La designazione di Luca Pairetto della sezione di Nichelino per il Sunday Night dell’Atalanta a Firenze avrà evocato senz’altro ricordi tutt’altro che piacevoli agli aficionados bergamaschi di vecchia data particolarmente attenti alle statistiche. Fu il padre Pierluigi, infatti, a dirigere la finale di ritorno di Coppa Italia dei nerazzurri proprio contro i viola, a Bergamo, il 18 maggio 1996: finì 2-0 per gli ospiti, che in virtù anche del successo di misura dell’andata firmato da Batistuta (suo pure il raddoppio al “Comunale” in coda all’apripista Lorenzo Amoruso) conquistarono il trofeo della coccarda.

Ma la disfida di allora tra Claudio Ranieri ed Emiliano Mondonico non è la sola nota negativa associabile al cognome illustre, visto che il figlio d’arte, promosso in Can A nell’estate del 2016, in campionato con i nerazzurri ha all’attivo soltanto una gara, il ko in rimonta in casa della Lazio del 15 gennaio scorso. Nell’occasione il fischietto piemontese assegnò il penalty decisivo trasformato da Immobile al 23′ del secondo tempo per il fallo di Berisha sullo stesso attaccante: score fissato sul 2-1 dopo il botta e risposta nella prima frazione tra Petagna (21′, cross di Freuler) e Milinkovic-Savic (46′, di testa, su punizione di Lulic).

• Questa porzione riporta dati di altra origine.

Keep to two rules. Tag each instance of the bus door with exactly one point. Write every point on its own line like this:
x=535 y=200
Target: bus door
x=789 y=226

A fare le spese della severità della giacchetta nera scelta per domani sera furono in particolare i due tecnici Simone Inzaghi e Gian Piero Gasperini, allontanati per proteste rispettivamente ai minuti 39 e 79. Ma Pairetto junior almeno in un’occasione ha portato bene alla Dea, nonostante fosse difficile danneggiarla visto il divario tecnico in campo: suo l’arbitraggio del terzo turno di Coppa Italia con la Cremonese l’antivigilia di Ferragosto del 2016, risolto da Toloi, dall’autogol di Polak e da Kessie. Decisamente fortunato per i viola l’unico precedente con il trentatreenne imprenditore torinese, la vittoria firmata da Kalinic al novantesimo a Crotone il 19 marzo 2017.